En este punto hay una confusión que conviene aclarar de una vez para siempre. Puede darse el caso de que Dios Nuestro Señor dé al alma una gracia de contemplación muy grande, y con esa gracia el alma se sienta unida a la divinidad con esa unión inefable que el Señor, por su condescendencia infinita a veces, pone en sus criaturas. En ese caso, el alma puede vivir como atónita en esa unión, y, por consiguiente, no pensar entonces en la santa humanidad de Nuestro Señor Jesucristo.

Tengan en cuenta que la santa humanidad de Cristo Nuestro Señor no es un fin, sino un medio; el medio para unirnos a la divinidad, el medio por el cual la divinidad se manifestó y se reveló a nosotros. Puede, pues, suceder que el alma que ha aprovechado bien este medio llegue un momento a encontrarse como absorbida en la divinidad, y entonces no recuerde en aquel momento la humanidad de Nuestro Señor.

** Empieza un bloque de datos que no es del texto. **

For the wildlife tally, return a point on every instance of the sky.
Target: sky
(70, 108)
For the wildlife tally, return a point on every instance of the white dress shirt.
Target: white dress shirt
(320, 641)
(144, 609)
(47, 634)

Cuantos sacan de ahí la consecuencia de que lo que debe hacerse para unirse con Dios es prescindir de la santa humanidad, sacan, una consecuencia errónea, y el alma está renunciando al único medio que tiene para ir al Padre. Por consiguiente, hemos de convencernos nosotros de que el camino por donde debemos subir a la más alta perfección, por donde hemos de llegar a la más íntima unión con Dios Nuestro Señor, a la santidad en toda su grandeza; el único camino y el único medio es la santa humanidad de Nuestro Señor Jesucristo. Sin ese medio no se llega y en ese medio están incluidos todos los demás.